Building a beautiful and clear map from massive, complex data

By Daniel Wood | October 01, 2021

screenshot

In early August, we were tying up loose ends on our visual narrative about wildfire risk around the country. I had just put the finishing touches on my fire return interval maps (more on this shortly) when I noticed a slight color discrepancy in the map. And then this happened.

screenshot Normal no longer exists — nor do several weeks of work.

I tried to reboot, but my computer never turned back on. And I lost a considerable amount of raw data that I hadn’t yet synced to the cloud. [facepalm] Luckily, my colleague Connie Hanzhang Jin was able to clean up the maps without the raw files and the project turned out great.
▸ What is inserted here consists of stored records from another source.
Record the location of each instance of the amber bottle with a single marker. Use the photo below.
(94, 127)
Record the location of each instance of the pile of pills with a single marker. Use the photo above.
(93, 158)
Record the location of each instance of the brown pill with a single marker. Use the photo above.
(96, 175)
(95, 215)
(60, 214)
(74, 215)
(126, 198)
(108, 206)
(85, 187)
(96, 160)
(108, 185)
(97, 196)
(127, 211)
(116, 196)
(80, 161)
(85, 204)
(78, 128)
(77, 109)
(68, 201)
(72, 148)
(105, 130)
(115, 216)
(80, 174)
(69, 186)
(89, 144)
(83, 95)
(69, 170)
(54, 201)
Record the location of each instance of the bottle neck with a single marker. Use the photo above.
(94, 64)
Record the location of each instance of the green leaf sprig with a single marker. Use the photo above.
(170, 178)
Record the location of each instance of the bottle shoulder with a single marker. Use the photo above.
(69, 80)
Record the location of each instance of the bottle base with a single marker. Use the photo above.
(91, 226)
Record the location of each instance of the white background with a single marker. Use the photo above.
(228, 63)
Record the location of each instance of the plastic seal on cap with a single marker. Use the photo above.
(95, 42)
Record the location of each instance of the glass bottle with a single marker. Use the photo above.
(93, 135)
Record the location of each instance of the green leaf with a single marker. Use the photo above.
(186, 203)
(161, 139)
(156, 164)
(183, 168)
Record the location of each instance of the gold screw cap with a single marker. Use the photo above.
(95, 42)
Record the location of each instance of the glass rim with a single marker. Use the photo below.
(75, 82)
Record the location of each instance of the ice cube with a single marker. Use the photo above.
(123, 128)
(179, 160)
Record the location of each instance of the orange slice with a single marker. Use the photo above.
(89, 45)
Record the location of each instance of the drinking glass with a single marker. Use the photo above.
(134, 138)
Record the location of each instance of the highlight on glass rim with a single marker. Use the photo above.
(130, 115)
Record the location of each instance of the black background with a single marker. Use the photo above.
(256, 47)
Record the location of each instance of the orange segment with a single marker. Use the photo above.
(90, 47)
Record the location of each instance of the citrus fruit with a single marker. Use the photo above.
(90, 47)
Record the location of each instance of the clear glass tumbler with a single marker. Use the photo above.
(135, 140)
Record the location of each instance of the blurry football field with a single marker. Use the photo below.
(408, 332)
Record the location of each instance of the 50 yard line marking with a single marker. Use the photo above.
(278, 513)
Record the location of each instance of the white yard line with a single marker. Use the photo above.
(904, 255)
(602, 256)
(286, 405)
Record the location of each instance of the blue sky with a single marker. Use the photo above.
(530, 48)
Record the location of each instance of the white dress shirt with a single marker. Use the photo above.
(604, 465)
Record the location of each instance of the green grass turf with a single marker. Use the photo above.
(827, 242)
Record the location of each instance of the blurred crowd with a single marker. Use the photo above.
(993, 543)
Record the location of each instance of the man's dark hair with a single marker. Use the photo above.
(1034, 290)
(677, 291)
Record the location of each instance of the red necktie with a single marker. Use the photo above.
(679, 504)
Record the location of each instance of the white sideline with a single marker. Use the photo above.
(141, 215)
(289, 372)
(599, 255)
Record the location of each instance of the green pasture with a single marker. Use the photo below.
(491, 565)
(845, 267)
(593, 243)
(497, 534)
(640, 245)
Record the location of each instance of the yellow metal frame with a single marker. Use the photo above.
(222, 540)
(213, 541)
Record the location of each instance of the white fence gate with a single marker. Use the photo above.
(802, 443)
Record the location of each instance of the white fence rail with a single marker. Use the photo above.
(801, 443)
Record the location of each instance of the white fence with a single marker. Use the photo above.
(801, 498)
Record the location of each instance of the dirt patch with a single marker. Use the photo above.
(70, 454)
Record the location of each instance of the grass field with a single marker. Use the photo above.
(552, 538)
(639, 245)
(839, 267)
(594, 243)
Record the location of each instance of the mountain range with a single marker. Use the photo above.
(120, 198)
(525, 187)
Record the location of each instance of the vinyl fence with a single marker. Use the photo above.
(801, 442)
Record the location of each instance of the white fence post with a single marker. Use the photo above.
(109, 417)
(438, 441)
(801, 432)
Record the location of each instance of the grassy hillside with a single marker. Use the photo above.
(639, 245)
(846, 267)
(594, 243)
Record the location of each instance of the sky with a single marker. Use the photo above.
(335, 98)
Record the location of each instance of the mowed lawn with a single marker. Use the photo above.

But now that it’s over, I want to retrace my steps and recreate this map. It might help someone else build beautiful raster base maps — and it will help me when I ask myself, in 6 months, “How did I do that again?”

In this blog, I will walk through my solutions to several vexing problems:

How can I do any sort of data transformation on a massive raster without overloading my machine?
How can I join my raster data with a separate CSV?

And as always…

How do I choose a color palette and legend that is …
- clear without being sensationalized AND
- divergent in color while also being accessible?

In cartography, there are always multiple ways to approach a problem, so if there are skills, tricks, or methods that I overlooked, please let me know by replying to this tweet.

Step 0: Get the data

A cornerstone of our reporting on this story is the idea that, prior to European colonization of the Americas, wildfires were commonplace in many surprising areas of the country. Most midwest grasslands burned at least once every ten years, something we see rarely now. Southeast pine forests burned at least every 50 years, often in the context of controlled burns performed by native tribes. By contrast, some areas that seem more fire-prone to a modern mind — like the area around Yellowstone National Park which famously burned for 5 months in 1988 — only burned every 40-300 years before the settlement of Europeans.

We know this in part thanks to by forensic research done by experts like Randy Swaty and his colleagues that build the LANDFIRE database . Swaty is an expert in understanding the historic, pre-European fire return intervals — the average number of years between wildfires — across the country. This data is not so easy to understand and can be tough to find. Swaty helped demystify it and point us in the right direction.

For those of you playing along at home, our map uses the 2016 Remap (found by clicking the “select a version” option). The fire return interval data — a shapefile showing regions, a csv with the data corresponding to keys, and a massive GeoTIFF raster with keys — is housed in the “Biophysical Settings” layer, so find that and select “CONUS”.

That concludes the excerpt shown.